Uber (UBER, Financial) and Waymo have quietly extended their robotaxi footprint to Atlanta, opening up a 65-square-mile zone—from Downtown through Buckhead to Capitol View—where riders can summon fully autonomous Jaguar I-PACE vehicles at no extra charge via the Uber app.
The move builds on their September partnership announcement and follows Waymo One's March rollout in Austin, where it beat Tesla (TSLA, Financial) to market with paid robotaxi tests.
Unlike San Francisco and Los Angeles—where Waymo riders use the Waymo One app—Atlanta and Austin customers simply tap UberX, Comfort or Comfort Electric in Uber's app and may be paired with a Waymo vehicle.
Uber insists the pilot remains focused solely on passenger transport; there are no plans to add autonomous Eats deliveries. Meanwhile, Uber stock jumped 3.27% in premarket trading as investors cheered the next phase of driverless expansion.

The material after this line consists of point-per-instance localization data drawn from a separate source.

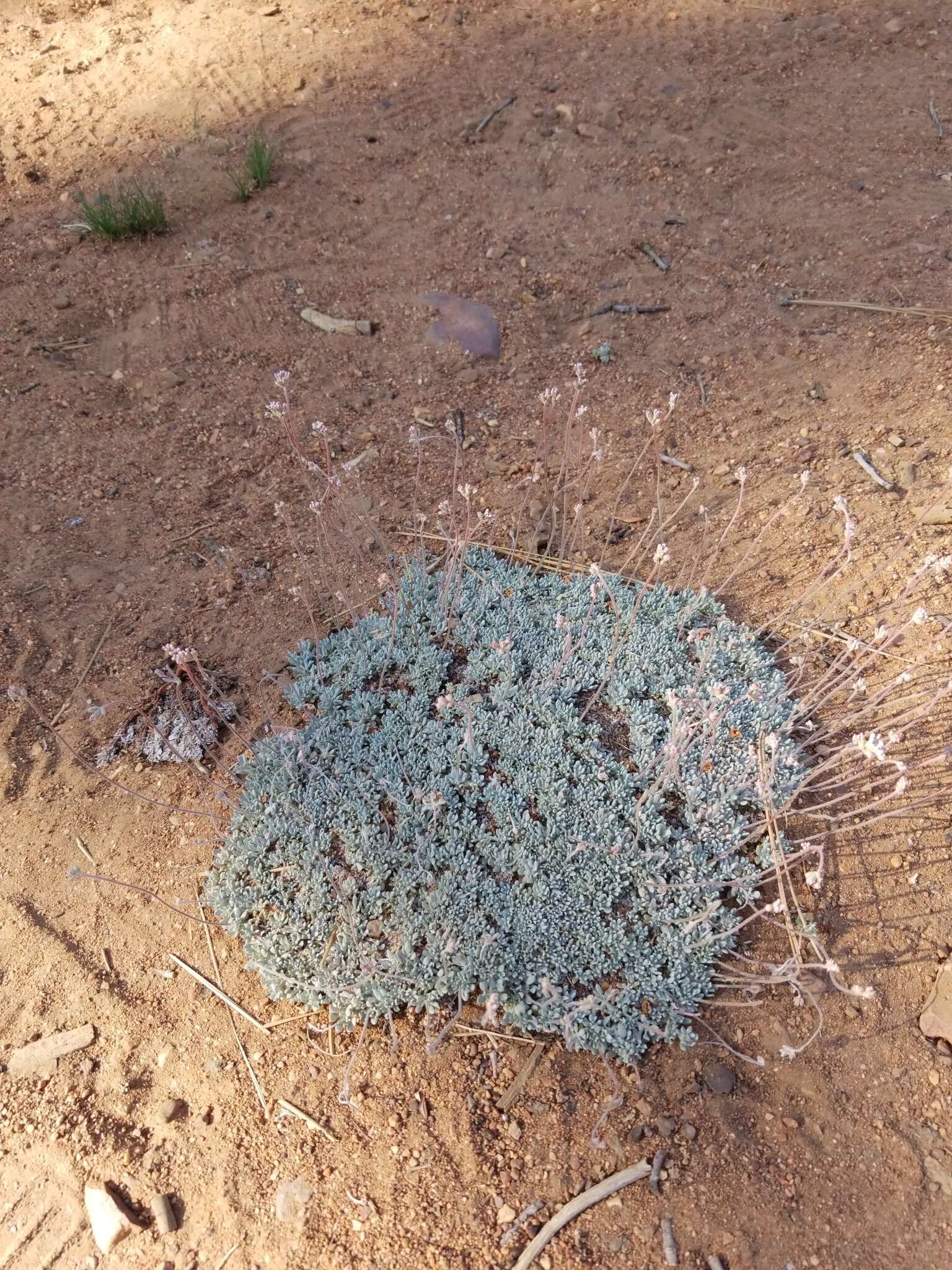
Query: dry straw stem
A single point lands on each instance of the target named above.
(909, 310)
(82, 678)
(214, 959)
(522, 1077)
(218, 992)
(570, 1210)
(309, 1119)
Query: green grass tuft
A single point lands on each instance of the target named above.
(244, 187)
(131, 211)
(260, 161)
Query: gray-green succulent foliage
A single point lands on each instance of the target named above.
(517, 789)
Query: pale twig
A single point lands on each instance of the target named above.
(218, 992)
(220, 1264)
(507, 1099)
(485, 1032)
(935, 117)
(913, 310)
(671, 1248)
(231, 1020)
(82, 678)
(570, 1210)
(295, 1019)
(653, 1183)
(309, 1121)
(192, 533)
(871, 471)
(86, 851)
(488, 118)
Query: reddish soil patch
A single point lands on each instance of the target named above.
(762, 153)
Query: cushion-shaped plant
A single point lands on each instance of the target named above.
(537, 793)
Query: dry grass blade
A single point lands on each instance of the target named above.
(547, 564)
(570, 1210)
(909, 310)
(86, 672)
(221, 1263)
(214, 959)
(218, 992)
(309, 1119)
(485, 1032)
(507, 1099)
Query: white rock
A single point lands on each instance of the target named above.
(107, 1217)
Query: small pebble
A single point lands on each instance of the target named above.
(719, 1077)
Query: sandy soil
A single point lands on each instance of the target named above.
(763, 151)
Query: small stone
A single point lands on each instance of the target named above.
(108, 1220)
(719, 1077)
(593, 133)
(289, 1199)
(938, 1175)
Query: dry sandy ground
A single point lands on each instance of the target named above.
(763, 151)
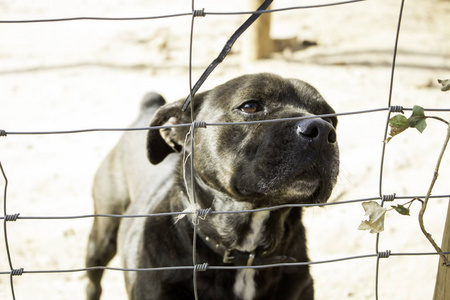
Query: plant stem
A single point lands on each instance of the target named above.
(437, 118)
(425, 202)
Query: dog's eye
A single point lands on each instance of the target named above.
(250, 107)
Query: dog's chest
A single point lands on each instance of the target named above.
(245, 285)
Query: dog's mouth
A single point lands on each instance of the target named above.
(300, 188)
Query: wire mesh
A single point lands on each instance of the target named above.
(388, 109)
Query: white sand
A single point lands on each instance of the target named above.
(88, 74)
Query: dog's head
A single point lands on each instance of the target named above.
(290, 161)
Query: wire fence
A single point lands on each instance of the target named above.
(194, 125)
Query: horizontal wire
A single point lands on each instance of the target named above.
(175, 15)
(217, 212)
(266, 266)
(205, 124)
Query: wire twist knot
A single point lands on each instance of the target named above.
(390, 197)
(11, 218)
(199, 124)
(201, 267)
(397, 108)
(202, 213)
(384, 254)
(17, 272)
(199, 13)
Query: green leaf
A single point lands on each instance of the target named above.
(399, 121)
(418, 111)
(401, 209)
(417, 119)
(445, 84)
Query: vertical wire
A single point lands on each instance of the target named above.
(383, 151)
(194, 235)
(5, 231)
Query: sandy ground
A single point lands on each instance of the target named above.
(92, 74)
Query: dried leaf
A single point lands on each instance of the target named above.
(417, 119)
(376, 215)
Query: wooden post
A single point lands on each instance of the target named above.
(442, 287)
(256, 40)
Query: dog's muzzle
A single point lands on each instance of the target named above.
(316, 132)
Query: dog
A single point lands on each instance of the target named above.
(235, 168)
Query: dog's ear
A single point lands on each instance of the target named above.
(162, 142)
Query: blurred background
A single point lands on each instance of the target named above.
(92, 74)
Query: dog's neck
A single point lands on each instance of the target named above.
(249, 232)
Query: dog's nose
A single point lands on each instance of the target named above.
(316, 131)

For Tesla, which began limited paid robotaxi trials in South Austin this weekend, the Atlanta debut underscores both the promise and the competitive pressures of real-world autonomy testing.

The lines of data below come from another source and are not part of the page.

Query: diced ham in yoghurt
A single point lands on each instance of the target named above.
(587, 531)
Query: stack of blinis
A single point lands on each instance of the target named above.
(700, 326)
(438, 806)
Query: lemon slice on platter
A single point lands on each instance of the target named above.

Waymo's choice to lean on existing ride-hailing infrastructure could give it a faster path to scale, while Uber gains a hands-off play in driverless services without building the tech itself. Analysts say success will hinge on safety records, rider acceptance and regulatory support—and whether the seamless in-app integration keeps wait times and detours in check.